Add CSV loader

Lin-jun-xiang · Lin-jun-xiang · commit 7fd30f9f37b9 · 2023-09-28T14:44:45.000+08:00
diff --git a/README.md b/README.md
@@ -5,8 +5,9 @@
 
 [English](./README.md) | [中文版](./README.zh-TW.md)
 
-Welcome to the `docGPT` User Guide. This guide will take you through the features and usage of docGPT, and walk you through building your own application.
+Free `docGPT` allows you to chat with your documents (`.pdf`, `.docx`, `.csv`), without the need for any keys or fees.
 
+Additionally, you can deploy the app anywhere based on the document.
 
 - Table of Contents
     - [Introduction](#introduction)
@@ -26,7 +27,7 @@ If you like this project, please give it a ⭐`Star` to support the developers~
 
 ### 📚Introduction
 
-* Upload a Document link from your local device (`.pdf` or `.docx`) and query `docGPT` about the content of the Document. For example, you can ask GPT to summarize an article.
+* Upload a Document link from your local device (`.pdf`, `.docx`, `.csv`) and query `docGPT` about the content of the Document. For example, you can ask GPT to summarize an article.
 
 * Provide two models:
   * `gpt4free`
@@ -46,7 +47,7 @@ If you like this project, please give it a ⭐`Star` to support the developers~
 
 - **`gpt4free` Integration**: Everyone can use `docGPT` for **free** without needing an OpenAI API key.
 - **Support docx, pdf file**: Users can upload PDF or Word file.

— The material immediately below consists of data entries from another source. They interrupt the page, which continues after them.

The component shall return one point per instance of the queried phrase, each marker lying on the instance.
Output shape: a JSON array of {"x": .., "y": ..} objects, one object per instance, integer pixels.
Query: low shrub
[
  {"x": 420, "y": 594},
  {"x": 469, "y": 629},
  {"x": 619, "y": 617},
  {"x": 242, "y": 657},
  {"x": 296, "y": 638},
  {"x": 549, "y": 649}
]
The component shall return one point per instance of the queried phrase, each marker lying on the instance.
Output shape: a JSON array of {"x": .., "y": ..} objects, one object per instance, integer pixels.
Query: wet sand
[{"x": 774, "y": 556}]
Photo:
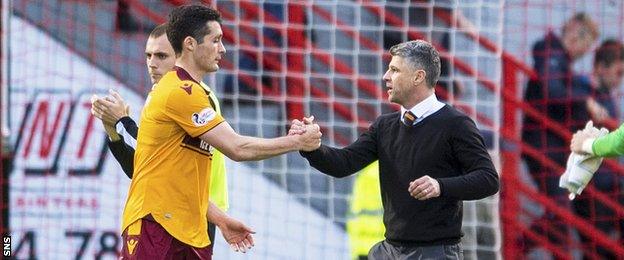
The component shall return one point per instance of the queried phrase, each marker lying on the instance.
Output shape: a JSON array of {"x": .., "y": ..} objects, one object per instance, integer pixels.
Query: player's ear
[{"x": 189, "y": 43}]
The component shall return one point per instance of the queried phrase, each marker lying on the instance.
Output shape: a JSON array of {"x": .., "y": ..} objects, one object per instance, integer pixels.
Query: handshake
[{"x": 308, "y": 133}]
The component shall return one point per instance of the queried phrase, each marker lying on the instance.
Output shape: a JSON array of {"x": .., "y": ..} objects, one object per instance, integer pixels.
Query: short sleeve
[{"x": 189, "y": 107}]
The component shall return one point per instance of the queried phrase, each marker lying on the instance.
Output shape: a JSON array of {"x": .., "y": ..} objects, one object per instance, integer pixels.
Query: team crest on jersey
[
  {"x": 188, "y": 88},
  {"x": 203, "y": 117}
]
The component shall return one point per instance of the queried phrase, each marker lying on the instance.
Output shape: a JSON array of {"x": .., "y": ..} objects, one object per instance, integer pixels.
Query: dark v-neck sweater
[{"x": 445, "y": 145}]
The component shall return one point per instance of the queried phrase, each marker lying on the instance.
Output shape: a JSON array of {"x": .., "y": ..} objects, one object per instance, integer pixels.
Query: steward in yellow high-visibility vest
[{"x": 365, "y": 225}]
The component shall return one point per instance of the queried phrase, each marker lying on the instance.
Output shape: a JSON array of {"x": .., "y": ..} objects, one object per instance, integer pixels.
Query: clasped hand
[{"x": 308, "y": 133}]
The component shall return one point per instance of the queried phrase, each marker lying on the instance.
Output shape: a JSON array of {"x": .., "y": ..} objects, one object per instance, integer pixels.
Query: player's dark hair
[
  {"x": 158, "y": 31},
  {"x": 190, "y": 20}
]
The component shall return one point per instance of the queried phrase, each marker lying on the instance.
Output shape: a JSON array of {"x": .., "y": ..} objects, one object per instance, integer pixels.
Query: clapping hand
[
  {"x": 110, "y": 108},
  {"x": 424, "y": 188}
]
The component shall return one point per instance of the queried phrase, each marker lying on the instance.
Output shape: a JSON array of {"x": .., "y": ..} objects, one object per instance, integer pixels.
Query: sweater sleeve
[
  {"x": 610, "y": 145},
  {"x": 124, "y": 154},
  {"x": 346, "y": 161},
  {"x": 479, "y": 178}
]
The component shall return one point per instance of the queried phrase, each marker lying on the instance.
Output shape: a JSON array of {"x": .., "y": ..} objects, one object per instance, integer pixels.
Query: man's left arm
[{"x": 480, "y": 178}]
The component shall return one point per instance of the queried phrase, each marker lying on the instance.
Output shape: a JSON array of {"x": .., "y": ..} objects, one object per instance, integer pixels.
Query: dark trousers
[{"x": 386, "y": 251}]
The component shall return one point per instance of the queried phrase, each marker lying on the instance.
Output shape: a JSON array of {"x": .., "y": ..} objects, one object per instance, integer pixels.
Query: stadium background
[{"x": 64, "y": 194}]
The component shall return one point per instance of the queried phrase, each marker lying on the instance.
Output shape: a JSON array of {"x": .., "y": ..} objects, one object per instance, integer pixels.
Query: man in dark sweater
[{"x": 431, "y": 158}]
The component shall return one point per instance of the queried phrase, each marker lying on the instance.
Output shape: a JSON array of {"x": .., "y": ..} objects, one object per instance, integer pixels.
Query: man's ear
[
  {"x": 189, "y": 43},
  {"x": 419, "y": 77}
]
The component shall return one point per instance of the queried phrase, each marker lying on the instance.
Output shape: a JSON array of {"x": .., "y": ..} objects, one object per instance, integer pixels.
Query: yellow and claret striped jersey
[{"x": 171, "y": 164}]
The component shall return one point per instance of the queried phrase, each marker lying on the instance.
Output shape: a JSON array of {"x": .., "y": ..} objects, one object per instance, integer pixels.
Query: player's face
[
  {"x": 211, "y": 50},
  {"x": 611, "y": 76},
  {"x": 159, "y": 56},
  {"x": 399, "y": 81}
]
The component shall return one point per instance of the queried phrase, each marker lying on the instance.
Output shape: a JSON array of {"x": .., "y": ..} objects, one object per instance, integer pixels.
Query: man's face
[
  {"x": 578, "y": 40},
  {"x": 208, "y": 54},
  {"x": 610, "y": 76},
  {"x": 399, "y": 80},
  {"x": 159, "y": 56}
]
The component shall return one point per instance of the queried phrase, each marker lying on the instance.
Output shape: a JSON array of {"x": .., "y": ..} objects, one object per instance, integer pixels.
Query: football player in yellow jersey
[
  {"x": 113, "y": 110},
  {"x": 168, "y": 197}
]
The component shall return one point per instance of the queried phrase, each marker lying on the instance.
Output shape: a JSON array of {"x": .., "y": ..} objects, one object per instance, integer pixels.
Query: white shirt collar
[{"x": 425, "y": 107}]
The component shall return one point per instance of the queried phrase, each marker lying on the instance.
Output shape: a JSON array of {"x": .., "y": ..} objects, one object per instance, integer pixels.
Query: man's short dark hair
[
  {"x": 190, "y": 20},
  {"x": 609, "y": 52},
  {"x": 420, "y": 55},
  {"x": 158, "y": 31}
]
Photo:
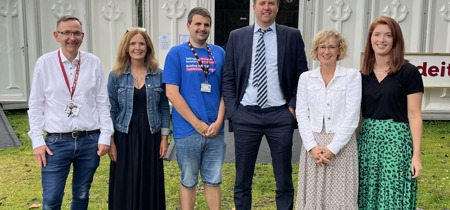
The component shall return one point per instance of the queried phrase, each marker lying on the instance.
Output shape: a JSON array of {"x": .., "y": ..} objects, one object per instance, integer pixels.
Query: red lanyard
[{"x": 77, "y": 72}]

-- **Direct Document URL Input**: Users can input Document `URL` links for parsing without uploading `.pdf` or `.docx` files.
+- **Direct Document URL Input**: Users can input Document `URL` links for parsing without uploading `.pdf`, `.docx` or `.csv` files.
 - **Langchain Agent**: Enables AI to answer current questions and achieve Google search-like functionality.
 - **User-Friendly Environment**: Easy-to-use interface for simple operations.
 
@@ -92,7 +93,7 @@ Through LangChain, you can create a universal AI model or tailor it for business
    - `SERPAPI API KEY`: Required if you want to query content not present in the Document.
 
 3. 📁Upload a Document file (choose one method)
-    * Method 1: Browse and upload your own `.pdf` or `.docx` file from your local machine.
+    * Method 1: Browse and upload your own `.pdf`, `.docx` or `.csv` file from your local machine.
     * Method 2: Enter the Document `URL` link directly.
 
 4. 🚀Start asking questions!
diff --git a/README.zh-TW.md b/README.zh-TW.md
@@ -4,7 +4,9 @@
 
 [English](./README.md) | [中文版](./README.zh-TW.md)
 
-歡迎來到 `docGPT` 使用指南。本指南將帶您深入了解 `docGPT` 的功能和用法，並讓您親自搭建一個屬於自己的應用程式。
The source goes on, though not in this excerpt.